TALLADEGA, Ala. (AP) -- Jamie McMurray was the unlikely winner of an uncharacteristically dull race at Talladega Superspeedway, where a ban on bump-drafting forced most competitors to treat the event as a slow Sunday drive.
The day started with a stern warning from NASCAR president Mike Helton against the aggressive driving that has turned Talladega into the most exciting track on the circuit. What followed was an anesthetized first 450 miles, with long periods of single-file traffic and no driver willing to defy NASCAR's order not to bump through the corners.
But the action picked up with roughly 20 laps remaining, and with it came the typical Talladega mayhem. Ryan Newman's harrowing crash with five laps to go left him upside down in the grass, and NASCAR needed a stoppage of almost 13 minutes to cut him from the car.

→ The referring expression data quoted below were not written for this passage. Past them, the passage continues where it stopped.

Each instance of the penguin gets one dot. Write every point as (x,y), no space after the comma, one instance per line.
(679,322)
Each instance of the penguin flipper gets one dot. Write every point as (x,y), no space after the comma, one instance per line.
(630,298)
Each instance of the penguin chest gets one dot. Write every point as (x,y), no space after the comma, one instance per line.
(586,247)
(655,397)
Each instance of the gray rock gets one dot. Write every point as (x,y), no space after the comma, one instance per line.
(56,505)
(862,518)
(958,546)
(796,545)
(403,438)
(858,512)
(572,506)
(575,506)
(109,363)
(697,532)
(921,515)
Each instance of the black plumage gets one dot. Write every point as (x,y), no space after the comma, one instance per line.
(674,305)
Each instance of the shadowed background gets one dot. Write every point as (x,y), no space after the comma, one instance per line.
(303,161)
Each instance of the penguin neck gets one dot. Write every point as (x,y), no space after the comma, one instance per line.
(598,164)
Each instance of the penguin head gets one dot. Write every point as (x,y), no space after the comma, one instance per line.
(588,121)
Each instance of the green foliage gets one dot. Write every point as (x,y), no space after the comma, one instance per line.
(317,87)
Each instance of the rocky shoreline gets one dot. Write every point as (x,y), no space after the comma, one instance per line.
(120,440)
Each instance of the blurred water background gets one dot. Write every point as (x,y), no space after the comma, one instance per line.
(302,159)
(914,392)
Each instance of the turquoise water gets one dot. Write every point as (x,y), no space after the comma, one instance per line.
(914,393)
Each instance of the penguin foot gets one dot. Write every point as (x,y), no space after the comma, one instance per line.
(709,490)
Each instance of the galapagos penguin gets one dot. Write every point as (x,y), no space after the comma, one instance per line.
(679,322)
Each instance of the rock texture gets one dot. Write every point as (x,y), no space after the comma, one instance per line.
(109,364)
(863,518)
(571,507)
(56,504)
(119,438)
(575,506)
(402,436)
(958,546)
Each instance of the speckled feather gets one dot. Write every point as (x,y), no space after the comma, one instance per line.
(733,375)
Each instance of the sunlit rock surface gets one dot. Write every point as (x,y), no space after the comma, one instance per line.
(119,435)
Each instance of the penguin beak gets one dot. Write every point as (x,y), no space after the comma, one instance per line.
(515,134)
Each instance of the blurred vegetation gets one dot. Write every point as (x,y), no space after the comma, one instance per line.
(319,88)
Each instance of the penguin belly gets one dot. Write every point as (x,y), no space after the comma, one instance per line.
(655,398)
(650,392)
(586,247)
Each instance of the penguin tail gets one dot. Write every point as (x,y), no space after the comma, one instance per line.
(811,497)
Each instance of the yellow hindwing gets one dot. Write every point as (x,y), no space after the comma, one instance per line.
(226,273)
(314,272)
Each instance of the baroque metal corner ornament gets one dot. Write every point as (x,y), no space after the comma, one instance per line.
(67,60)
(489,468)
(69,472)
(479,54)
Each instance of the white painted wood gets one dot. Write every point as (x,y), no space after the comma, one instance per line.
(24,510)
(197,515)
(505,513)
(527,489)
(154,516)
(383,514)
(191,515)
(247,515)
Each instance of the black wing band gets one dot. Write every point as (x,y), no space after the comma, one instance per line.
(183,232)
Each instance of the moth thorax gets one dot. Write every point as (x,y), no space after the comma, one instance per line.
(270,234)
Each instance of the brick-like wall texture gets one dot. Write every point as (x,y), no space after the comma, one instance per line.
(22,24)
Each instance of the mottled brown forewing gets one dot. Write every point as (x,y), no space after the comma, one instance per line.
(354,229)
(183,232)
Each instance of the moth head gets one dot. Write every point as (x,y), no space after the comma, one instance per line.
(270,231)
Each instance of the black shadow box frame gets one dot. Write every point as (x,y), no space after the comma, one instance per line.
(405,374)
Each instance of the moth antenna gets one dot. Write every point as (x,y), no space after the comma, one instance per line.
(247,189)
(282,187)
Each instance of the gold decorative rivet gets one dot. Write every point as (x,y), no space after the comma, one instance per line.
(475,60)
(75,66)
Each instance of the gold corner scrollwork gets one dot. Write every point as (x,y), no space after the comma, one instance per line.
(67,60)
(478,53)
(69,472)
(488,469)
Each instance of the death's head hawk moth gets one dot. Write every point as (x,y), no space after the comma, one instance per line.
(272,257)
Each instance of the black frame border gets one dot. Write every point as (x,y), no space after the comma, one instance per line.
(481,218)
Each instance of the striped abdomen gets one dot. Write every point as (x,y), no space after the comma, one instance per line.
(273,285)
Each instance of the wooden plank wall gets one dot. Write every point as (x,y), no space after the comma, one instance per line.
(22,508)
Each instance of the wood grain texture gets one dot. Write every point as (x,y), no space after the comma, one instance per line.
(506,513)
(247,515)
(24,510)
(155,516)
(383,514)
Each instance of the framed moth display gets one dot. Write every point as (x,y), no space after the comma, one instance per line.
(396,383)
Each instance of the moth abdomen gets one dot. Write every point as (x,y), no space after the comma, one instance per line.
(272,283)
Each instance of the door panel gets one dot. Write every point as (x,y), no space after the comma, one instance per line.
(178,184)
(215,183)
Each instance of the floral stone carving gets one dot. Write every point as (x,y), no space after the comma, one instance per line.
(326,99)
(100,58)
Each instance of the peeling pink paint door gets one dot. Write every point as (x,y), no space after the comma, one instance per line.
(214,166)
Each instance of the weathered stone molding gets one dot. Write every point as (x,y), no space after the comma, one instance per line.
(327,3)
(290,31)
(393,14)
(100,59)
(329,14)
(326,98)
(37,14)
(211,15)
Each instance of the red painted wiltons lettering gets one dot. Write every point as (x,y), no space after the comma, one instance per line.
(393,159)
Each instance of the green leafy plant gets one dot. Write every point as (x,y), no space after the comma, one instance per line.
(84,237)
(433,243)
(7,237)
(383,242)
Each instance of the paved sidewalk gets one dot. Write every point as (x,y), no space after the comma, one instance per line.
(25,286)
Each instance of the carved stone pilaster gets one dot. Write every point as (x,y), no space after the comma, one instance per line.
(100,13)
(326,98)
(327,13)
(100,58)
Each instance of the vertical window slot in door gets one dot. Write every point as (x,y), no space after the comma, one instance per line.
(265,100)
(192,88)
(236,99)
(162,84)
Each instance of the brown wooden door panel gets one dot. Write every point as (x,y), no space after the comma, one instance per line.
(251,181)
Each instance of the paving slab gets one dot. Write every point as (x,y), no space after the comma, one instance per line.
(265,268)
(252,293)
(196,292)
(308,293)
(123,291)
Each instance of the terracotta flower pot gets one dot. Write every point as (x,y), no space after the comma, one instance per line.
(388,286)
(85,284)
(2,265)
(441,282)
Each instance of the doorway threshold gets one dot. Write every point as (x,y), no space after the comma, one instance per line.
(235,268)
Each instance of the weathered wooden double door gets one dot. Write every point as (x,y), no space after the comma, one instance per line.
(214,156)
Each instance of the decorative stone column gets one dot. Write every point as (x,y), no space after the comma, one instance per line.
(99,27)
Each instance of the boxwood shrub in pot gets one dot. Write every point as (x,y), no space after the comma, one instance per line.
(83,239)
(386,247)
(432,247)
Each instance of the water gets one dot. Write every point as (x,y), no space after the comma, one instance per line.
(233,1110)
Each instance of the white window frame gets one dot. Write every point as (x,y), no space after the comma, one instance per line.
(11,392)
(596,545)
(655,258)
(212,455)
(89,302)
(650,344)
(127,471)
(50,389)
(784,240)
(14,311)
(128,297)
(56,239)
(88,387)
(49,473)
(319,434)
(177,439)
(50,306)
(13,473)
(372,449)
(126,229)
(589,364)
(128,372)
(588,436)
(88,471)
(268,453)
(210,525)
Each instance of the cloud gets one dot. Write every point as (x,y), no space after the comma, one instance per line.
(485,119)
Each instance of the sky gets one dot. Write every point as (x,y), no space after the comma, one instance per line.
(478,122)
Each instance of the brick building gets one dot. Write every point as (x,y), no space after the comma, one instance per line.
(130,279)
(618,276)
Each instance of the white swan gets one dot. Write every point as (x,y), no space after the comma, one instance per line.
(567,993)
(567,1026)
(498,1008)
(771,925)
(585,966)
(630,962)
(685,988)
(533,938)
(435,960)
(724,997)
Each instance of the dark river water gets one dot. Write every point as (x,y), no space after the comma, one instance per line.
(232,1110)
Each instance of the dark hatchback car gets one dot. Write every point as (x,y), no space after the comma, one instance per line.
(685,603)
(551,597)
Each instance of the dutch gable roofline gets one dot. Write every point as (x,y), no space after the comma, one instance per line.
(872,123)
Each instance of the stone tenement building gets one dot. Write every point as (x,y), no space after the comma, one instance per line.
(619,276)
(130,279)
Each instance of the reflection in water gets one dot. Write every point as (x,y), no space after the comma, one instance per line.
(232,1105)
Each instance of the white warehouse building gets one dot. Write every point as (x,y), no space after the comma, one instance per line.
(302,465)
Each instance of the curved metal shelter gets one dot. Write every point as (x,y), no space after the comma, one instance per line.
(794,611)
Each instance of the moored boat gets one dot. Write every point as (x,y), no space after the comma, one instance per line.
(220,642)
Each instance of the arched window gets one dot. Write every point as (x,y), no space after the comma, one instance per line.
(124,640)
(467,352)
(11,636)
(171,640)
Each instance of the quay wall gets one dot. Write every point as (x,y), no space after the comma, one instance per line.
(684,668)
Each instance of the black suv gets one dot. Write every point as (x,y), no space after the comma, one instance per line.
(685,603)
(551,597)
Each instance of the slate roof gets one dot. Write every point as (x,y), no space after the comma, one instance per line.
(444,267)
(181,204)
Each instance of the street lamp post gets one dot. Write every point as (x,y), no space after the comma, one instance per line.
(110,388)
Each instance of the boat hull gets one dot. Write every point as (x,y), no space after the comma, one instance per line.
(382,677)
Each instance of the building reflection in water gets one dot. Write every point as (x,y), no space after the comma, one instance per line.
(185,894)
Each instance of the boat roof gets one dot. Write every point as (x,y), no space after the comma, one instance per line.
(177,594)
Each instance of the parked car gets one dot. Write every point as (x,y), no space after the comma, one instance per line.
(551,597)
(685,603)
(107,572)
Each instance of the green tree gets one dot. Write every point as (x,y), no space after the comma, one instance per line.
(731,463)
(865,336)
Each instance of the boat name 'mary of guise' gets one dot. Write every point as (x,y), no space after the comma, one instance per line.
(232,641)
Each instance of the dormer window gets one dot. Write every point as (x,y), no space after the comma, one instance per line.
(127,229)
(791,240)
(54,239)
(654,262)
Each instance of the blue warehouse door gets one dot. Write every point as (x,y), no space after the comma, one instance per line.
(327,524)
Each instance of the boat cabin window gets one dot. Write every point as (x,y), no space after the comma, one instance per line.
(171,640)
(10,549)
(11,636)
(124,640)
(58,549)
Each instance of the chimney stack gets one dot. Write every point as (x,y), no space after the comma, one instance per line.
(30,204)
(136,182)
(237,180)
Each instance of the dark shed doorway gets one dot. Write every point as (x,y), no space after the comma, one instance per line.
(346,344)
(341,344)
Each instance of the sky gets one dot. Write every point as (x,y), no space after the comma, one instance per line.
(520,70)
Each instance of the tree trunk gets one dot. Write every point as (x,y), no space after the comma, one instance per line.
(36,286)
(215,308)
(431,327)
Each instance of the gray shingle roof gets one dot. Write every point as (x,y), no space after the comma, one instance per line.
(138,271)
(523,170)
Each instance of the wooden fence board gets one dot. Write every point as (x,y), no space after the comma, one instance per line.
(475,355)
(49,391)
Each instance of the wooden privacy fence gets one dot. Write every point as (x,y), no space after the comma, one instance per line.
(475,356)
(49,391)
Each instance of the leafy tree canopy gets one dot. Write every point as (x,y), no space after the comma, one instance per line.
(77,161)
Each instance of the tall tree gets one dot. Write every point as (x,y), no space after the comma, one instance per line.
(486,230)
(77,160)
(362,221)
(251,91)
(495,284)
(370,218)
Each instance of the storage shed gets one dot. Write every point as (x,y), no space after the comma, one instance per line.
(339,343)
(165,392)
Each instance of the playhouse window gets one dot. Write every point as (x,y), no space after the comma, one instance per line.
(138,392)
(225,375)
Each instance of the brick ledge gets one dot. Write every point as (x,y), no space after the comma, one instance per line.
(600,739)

That set up a two-lap sprint to the finish, and that was halted when championship contender Mark Martin went flipping across the track in his own spectacular crash.
The race ended under caution, with McMurray in Victory Lane for the first time in 86 races. Jimmie Johnson, meanwhile, likely wrapped up his NASCAR-record fourth-consecutive championship because of all the late action.
Because Johnson spent most of the race puttering around the back of the pack, he was stuck back in the mid-20s when Newman crashed. Crew chief Chad Knaus sensed a lengthy delay and quickly called Johnson in for gas -- a decision that may have clinched the title.
When cars ahead of him in the running order began to run out of gas because of the red-flag delay, Johnson vaulted up in the standings. The final finishing order showed him in eighth, but he was adamant he finished sixth.
NASCAR wasn't even sure, and was still determining the final order more than an hour after McMurray took his first checkered flag since Daytona in July 2007.